Science

Hurricane Ida will continue to wreak havoc with inland flooding

This post is being updated.

Ida, which made landfall over the weekend in Louisiana as a Category 4 storm, is moving northeast across the country as of Monday morning, having weakened to a tropical storm. There will still be widespread, potentially life-threatening flash floods throughout the region as the storm moves inland. Upwards of four inches of rain are expected across most of Tennessee, Virginia, West Virginia, and parts of Pennsylvania over the next few days.

The storm is creeping along its route, dumping massive amounts of rain as it moves up through Mississippi, lashing the region with tropical storm-force winds. Overflowing rivers are expected to last into next week, even after Ida has headed back out towards the Atlantic.

Residents of southern Louisiana are slowly starting to emerge as the worst of the storm has passed, and President Biden has met with the state governor to ensure that help is on the way. More than 2,000 miles of power lines are out of service in Louisiana, leaving more than a million people (and possibly two) without power—the entire city of New Orleans is dark. There’s not yet an estimate as to when power will be restored. In some areas, water mains are broken badly enough that locals may be without water for upwards of a week.

As Hurricane Ida made landfall near Port Fourchon, Louisiana, the combination of winds and the storm surge forced the Mississippi River to briefly flow backwards (at least at the surface), a phenomenon that the US Geological survey said was “extremely uncommon.” Southern Louisiana was the hardest hit region, since the storm remained at full force for several hours as it passed over.
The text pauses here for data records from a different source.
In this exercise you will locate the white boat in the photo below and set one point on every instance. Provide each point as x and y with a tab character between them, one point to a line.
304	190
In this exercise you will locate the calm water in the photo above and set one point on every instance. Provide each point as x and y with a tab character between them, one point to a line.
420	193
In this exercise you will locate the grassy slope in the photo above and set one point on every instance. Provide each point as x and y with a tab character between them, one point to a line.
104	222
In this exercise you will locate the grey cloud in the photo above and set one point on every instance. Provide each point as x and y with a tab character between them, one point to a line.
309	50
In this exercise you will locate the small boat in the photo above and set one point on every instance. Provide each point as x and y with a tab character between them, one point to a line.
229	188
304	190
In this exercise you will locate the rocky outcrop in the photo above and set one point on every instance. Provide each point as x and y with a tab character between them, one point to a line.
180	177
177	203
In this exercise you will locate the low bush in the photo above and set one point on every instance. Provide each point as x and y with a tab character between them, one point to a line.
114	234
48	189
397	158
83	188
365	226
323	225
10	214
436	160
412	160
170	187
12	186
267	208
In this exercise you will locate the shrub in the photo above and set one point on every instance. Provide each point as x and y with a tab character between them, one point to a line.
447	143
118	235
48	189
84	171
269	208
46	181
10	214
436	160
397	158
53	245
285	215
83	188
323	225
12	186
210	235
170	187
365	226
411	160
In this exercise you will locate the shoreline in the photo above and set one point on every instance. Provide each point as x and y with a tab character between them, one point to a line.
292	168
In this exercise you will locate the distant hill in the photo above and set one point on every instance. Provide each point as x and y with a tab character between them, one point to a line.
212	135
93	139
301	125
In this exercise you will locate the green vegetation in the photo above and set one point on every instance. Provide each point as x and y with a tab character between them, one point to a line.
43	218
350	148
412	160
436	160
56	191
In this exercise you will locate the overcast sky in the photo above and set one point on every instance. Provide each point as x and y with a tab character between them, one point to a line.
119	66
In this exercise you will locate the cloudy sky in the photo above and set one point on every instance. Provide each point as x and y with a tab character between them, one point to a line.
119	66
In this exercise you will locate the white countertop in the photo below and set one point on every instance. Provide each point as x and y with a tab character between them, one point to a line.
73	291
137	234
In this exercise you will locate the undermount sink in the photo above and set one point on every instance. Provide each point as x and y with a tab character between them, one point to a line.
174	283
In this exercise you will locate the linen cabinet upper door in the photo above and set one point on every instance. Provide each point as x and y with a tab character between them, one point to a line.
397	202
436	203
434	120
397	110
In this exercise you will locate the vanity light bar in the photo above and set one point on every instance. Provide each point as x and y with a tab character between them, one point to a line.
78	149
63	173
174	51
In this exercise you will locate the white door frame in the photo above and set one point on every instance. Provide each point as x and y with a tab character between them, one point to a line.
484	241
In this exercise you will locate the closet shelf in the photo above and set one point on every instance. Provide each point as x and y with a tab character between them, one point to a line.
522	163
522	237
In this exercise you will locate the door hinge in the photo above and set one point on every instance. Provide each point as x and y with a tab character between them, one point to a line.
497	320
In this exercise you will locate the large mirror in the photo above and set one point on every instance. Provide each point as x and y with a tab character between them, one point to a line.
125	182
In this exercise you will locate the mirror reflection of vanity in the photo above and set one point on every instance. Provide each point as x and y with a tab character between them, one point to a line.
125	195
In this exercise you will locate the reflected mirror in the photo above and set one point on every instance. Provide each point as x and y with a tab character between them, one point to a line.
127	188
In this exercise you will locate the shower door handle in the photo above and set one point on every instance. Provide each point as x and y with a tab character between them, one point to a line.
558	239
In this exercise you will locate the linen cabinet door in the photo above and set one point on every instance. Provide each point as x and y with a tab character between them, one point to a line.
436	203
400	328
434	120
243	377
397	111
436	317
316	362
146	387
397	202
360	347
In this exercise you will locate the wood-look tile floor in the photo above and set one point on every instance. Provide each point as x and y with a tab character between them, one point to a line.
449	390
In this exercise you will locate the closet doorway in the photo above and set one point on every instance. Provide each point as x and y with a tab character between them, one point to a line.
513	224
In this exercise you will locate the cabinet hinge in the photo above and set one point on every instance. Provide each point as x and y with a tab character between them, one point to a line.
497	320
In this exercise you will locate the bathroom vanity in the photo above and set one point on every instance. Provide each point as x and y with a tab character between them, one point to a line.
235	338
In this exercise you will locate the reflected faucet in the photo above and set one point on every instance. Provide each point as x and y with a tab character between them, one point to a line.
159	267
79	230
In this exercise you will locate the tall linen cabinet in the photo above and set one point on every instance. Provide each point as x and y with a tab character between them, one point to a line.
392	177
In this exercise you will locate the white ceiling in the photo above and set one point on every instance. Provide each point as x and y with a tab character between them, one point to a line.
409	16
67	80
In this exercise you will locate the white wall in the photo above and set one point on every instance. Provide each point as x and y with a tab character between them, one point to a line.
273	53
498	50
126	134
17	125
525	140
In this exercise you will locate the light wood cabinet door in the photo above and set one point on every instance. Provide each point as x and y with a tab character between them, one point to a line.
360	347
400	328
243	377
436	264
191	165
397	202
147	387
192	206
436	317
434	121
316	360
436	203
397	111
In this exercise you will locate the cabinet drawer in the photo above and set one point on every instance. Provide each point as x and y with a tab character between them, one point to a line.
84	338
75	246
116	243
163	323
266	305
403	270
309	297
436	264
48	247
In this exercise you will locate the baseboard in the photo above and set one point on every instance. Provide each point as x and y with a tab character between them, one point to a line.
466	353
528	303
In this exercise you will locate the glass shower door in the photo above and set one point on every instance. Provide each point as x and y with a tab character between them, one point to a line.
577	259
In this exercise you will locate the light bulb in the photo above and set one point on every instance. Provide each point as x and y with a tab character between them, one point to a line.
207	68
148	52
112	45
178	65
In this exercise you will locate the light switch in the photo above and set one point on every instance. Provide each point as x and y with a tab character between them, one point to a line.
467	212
The levee system in New Orleans held, but there is massive structural damage to many buildings, multiple hospitals lost generators, and widespread destruction was seen across the state. “The damage is catastrophic … primarily wind driven but we know that there were some areas that received tremendous rainfall as well,” said Louisiana governor, John Bel Edwards, at a press conference on Monday.

Ida rapidly intensified from Friday to Sunday morning, which didn’t give officials enough time to issue a mandatory evacuation for those living inside the levee system, where a voluntary evacuation order had been in place as of Friday afternoon. Ida was a Category 3 storm, as projected, early on Sunday morning, but the National Hurricane Center upgraded it to a Category 4 storm just an hour later.

The 150 mile-per-hour winds recorded make Ida the fifth strongest hurricane to hit the mainland. It’s also tied with Hurricane Laura and an unnamed 1856 storm as the strongest to ever hit Louisiana.

Ida seriously tested the fortified infrastructure that the local government has invested billions of dollars in since Hurricane Katrina made landfall 16 years ago, according to The New York Times. Those improvements have become all the more important over the last decade or so, as hurricanes have gotten stronger as the oceans warm. The high water temperatures in the Gulf of Mexico fueled Ida’s rapid intensification. So far that money seems to have been well spent, but it’s unclear at this point how much infrastructure was truly damaged.

Louisiana officials are also assessing how much damage may have been done to the state’s many oil refineries and chemical plants. At least nine refineries are out of commission or operating at reduced capacity. Destruction in those regions could mean continued suffering on top of the loss of property and lives, since oil and chemical spills can cause very different kinds of harm than wind and rain.

All of this is on top of the devastating COVID surge that’s currently raging in Louisiana. There were no ICU beds left in the entire state as of a week ago, which means hospitals are already over capacity even without the impact of a major hurricane.